Когда утром взволнованная Мотря прибежала в замок сообщить, что мать прочит ей в женихи Андрия и готовит сегодня парадный обед для него, гетман улыбнулся:
– Эх, жаль, вареники пропадут… Скажи, беда какая, Андрий-то мною в царскую ставку послан…
Он обнял Мотрю, поцеловал и добавил:
– Я, моя любонько, хочу попытать счастья родных твоих уговорить. Свататься за тебя поеду…
– Ох, как бы хуже не вышло, боюсь я, – потупилась Мотря.
– Надо же когда-нибудь, решать, серденько мое… Э, да у тебя и слезки никак в глазках. Ну, зачем же прежде времени, Мотроненько?
– Сама не знаю… Сердце что-то нехорошее чует…
– Бог даст, все хорошо будет. Не дадут согласия – тайком повенчаемся… Лишь бы ты меня любила, Мотроненько…
– А я, хоть буду за тобой, хоть не буду, до смерти одного тебя Любить обещаю, так и знай! – пылко ответила Мотря, обнимая гетмана.
IV
После неудачного сватовства, тщательно скрываемого от посторонних, отношения Кочубеев с Мазепой внешне оставались прежними. Василий Леонтьевич как генеральный судья находился по-прежнему при гетмане, пользовался его благоволением. Однако старая, дружеская приязнь, которая существовала между ними до сей поры, исчезла.

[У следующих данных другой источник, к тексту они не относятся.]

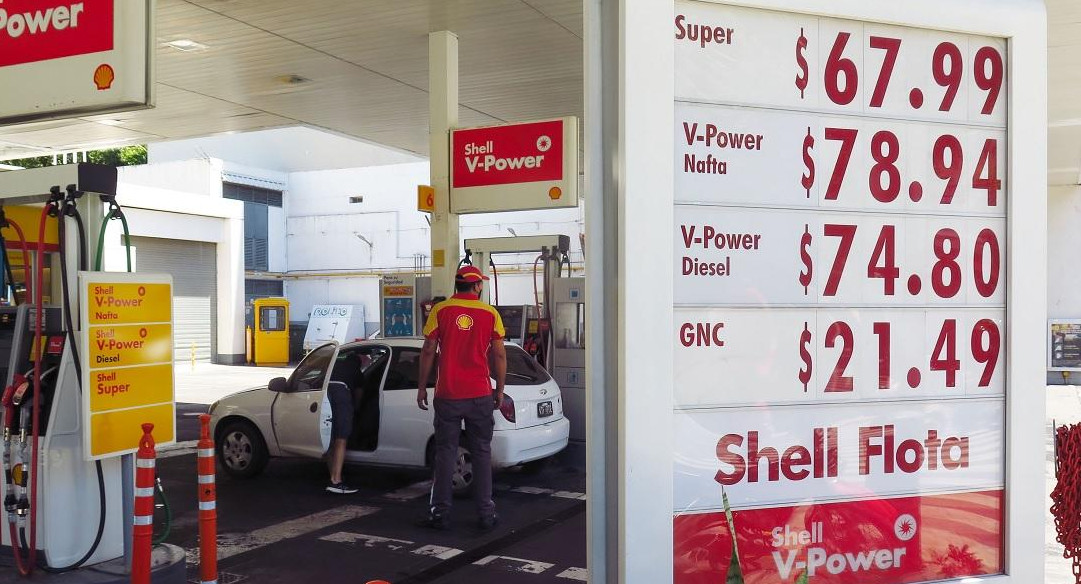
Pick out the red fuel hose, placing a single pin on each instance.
(36, 411)
(536, 294)
(1066, 498)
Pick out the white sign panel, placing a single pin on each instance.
(75, 57)
(839, 289)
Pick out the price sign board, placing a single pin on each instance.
(842, 196)
(127, 335)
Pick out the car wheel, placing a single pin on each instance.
(241, 450)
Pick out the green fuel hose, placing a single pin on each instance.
(117, 213)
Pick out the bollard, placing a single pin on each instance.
(143, 523)
(208, 505)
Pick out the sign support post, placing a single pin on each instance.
(443, 116)
(701, 374)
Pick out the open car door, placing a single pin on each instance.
(302, 411)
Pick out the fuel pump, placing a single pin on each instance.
(62, 512)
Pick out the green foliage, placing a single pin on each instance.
(125, 156)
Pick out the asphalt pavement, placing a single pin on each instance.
(268, 522)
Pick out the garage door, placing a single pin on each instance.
(194, 267)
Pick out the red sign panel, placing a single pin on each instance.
(877, 541)
(505, 155)
(35, 30)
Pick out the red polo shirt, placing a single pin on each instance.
(465, 329)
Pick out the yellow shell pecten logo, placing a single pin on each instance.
(104, 77)
(464, 322)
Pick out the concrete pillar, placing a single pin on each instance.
(443, 116)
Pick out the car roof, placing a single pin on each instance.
(416, 342)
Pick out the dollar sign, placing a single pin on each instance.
(801, 62)
(808, 181)
(805, 257)
(805, 356)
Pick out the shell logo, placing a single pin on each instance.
(464, 322)
(104, 77)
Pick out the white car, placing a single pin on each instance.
(292, 417)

Мазепа не мог простить Кочубею отказа в сватовстве, не мог ни на минуту забыть, что Мотря находится под постоянным строгим надзором.
Через дворовую девку Кочубеев Мелашку гетман установил с крестницей тайную переписку.
«Моя сердечне коханая Мотроненько, – писал гетман, – поклон мой отдаю вашей милости, мое серденько, а при поклоне посылаю гостинцы, – книжечку и перстень диаментовый. Прошу их принять, а меня любить по-прежнему…»
Мотря отвечала: она не может без него жить, она скучает, мать ее мучает.
«Пусть того бог с душою разлучит, кто нас разлучает, – отзывался Мазепа. – Знал бы я, как врагам отомстить, только ты мне руки связываешь. Прошу, мое серденько, найти какой-нибудь способ встретиться со мной и поговорить».
Мотря такой способ нашла.
Как-то зимней ночью, когда гетман испытывал особенный прилив тоски, в дверь тихо постучались. Мазепа открыл. Похудевшая, но вся сияющая радостью, Мотря бросилась к нему на шею.
– Я убежала… Никто не знает… Посылай за попом.. Скорей… Тогда уж нас не разлучат, – торопливо заговорила девушка.
– Ты успокойся, моя любонько. Ишь ведь, дрожишь вся. Садись сюда к печке, обогрейся…
Мазепа быстро и трезво оценил положение. Конечно, он любит Мотрю и хочет, чтобы она вечно жила с ним… Но она убежала тайком, родные поднимут тревогу, произойдет крупный скандал, имя гетмана будет замарано…
Он не ошибся. Не успела Мотря согреться, как послышался далекий набат. Это Кочубеи, жившие в двух верстах от гетманского замка, догадавшись, что Мотря убежала к гетману, приказали ударить в колокол.
Многочисленная кочубеевская челядь, вооруженная ружьями и дубинами, собралась у крыльца. Кочубеиха рвала на себе волосы, поносила гетмана последними словами. Василий Леонтьевич, испуганный, полуодетый, хватаясь за голову, кричал:
– Горе мне, горе! Омрачился свет очей моих! Обошел меня кругом мерзостный стыд. Не могу смотреть людям в лицо. Срам и поношение! Бейте, бейте в колокола, да всяк видит бедство мое!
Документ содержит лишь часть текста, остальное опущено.